# Anyone Remember "Sing Along With Mitch" - The Mitch Miller Show?



## SeaBreeze (Jul 24, 2014)

I remember watching this show with my parents when I was young, did you ever watch Mitch Miller?


----------



## SeaBreeze (Jul 24, 2014)




----------



## Pappy (Jul 25, 2014)

I remember him. My parents had a Sing Along with Mitch Miller record. Got awfully tired of hearing it over and over.


----------



## oldman (Jul 25, 2014)

SeaBreeze said:


> I remember watching this show with my parents when I was young, did you ever watch Mitch Miller?




OMG, yes. My parents and us kids would sit and watch it and sing along by following the bouncing ball.


----------



## RadishRose (Jul 25, 2014)

oh, yes! Also, the Dinah Shore Chevy Show


----------



## Meanderer (Jul 26, 2014)

SeaBreeze said:


> I remember watching this show with my parents when I was young, did you ever watch Mitch Miller?

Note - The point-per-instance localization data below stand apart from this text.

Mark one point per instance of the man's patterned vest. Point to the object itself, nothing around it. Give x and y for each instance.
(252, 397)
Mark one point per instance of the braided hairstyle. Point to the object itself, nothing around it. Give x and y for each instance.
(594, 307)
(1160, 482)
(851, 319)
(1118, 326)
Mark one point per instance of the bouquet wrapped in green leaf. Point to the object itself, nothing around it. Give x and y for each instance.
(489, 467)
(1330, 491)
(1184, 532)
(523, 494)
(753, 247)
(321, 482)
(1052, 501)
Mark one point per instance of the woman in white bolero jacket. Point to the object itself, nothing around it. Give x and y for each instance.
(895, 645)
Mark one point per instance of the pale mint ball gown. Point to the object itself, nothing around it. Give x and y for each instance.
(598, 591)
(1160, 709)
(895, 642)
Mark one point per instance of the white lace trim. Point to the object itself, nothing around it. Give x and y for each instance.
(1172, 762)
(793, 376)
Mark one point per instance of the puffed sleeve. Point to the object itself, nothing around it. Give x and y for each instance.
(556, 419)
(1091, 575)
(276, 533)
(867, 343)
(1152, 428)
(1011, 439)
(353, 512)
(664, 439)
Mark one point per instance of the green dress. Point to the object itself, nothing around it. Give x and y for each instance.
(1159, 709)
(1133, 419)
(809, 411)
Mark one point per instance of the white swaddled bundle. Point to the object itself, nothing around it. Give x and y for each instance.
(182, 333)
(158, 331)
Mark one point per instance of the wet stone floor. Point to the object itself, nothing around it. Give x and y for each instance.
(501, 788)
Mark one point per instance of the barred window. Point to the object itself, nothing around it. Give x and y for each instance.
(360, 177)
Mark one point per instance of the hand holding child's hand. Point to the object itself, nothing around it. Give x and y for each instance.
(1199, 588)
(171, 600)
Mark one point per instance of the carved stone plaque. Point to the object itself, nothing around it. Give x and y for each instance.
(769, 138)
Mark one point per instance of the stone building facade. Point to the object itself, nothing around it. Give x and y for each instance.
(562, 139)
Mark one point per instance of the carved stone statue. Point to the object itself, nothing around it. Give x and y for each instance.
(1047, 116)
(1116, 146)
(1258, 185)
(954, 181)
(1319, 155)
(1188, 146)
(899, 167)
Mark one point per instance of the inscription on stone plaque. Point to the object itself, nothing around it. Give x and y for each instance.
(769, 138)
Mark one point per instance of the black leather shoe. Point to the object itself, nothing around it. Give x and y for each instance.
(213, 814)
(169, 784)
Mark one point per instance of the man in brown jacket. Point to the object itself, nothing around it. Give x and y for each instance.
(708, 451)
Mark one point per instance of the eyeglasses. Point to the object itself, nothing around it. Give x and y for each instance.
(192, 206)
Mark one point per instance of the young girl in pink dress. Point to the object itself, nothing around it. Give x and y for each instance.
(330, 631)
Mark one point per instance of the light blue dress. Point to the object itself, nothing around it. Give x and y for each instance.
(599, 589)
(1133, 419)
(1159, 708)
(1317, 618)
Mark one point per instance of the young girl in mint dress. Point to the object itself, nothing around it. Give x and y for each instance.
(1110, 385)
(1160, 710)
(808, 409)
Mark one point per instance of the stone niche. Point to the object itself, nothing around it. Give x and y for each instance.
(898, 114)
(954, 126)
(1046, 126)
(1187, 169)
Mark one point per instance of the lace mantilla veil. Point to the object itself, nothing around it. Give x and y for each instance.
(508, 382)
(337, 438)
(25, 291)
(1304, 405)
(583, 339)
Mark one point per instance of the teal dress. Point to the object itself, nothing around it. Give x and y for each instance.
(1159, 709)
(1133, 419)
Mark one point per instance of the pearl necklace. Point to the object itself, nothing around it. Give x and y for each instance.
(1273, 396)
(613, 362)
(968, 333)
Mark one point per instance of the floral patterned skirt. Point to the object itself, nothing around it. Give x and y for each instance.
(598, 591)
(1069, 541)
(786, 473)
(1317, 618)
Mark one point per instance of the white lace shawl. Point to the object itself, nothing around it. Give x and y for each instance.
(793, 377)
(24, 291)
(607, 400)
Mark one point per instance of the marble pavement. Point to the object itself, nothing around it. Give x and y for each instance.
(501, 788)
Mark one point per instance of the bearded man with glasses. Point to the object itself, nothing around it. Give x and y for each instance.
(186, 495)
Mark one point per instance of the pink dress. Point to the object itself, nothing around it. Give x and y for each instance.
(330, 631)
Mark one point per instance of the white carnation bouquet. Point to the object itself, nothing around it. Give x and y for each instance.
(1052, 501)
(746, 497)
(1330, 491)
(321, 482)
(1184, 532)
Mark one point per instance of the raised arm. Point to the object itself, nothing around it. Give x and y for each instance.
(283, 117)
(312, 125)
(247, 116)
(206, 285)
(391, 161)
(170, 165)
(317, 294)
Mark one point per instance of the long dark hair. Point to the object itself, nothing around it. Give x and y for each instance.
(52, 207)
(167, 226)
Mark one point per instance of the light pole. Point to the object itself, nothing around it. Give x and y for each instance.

That show ran from 1961 to 1966, and as om said, it was watched and enjoyed, and joined in by the whole Family!    It was a favorite in our house as well!
http://www.emmytvlegends.org/interviews/shows/sing-along-with-mitch


----------



## SifuPhil (Jul 26, 2014)

Yep, used to watch him chopping the air with his hands when I was a wee tot. I even used a black Crayola on my face to give myself a Van Dyke.

Mom wasn't thrilled, but Dad was amused.


----------